On the Value of Bandit Feedback for Offline Recommender System Evaluation

July 26, 2019 · Declared Dead · 🏛 arXiv.org

"No code URL or promise found in abstract"

Evidence collected by the PWNC Scanner

Authors Olivier Jeunen, David Rohde, Flavian Vasile arXiv ID 1907.12384 Category cs.IR: Information Retrieval Cross-listed cs.LG, stat.ML Citations 11 Venue arXiv.org Last Checked 4 months ago

Abstract

In academic literature, recommender systems are often evaluated on the task of next-item prediction. The procedure aims to give an answer to the question: "Given the natural sequence of user-item interactions up to time t, can we predict which item the user will interact with at time t+1?". Evaluation results obtained through said methodology are then used as a proxy to predict which system will perform better in an online setting. The online setting, however, poses a subtly different question: "Given the natural sequence of user-item interactions up to time t, can we get the user to interact with a recommended item at time t+1?". From a causal perspective, the system performs an intervention, and we want to measure its effect.
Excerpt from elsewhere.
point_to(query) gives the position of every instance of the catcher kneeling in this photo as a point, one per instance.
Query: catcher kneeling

Next-item prediction is often used as a fall-back objective when information about interventions and their effects (shown recommendations and whether they received a click) is unavailable. When this type of data is available, however, it can provide great value for reliably estimating online recommender system performance. Through a series of simulated experiments with the RecoGym environment, we show where traditional offline evaluation schemes fall short. Additionally, we show how so-called bandit feedback can be exploited for effective offline evaluation that more accurately reflects online performance.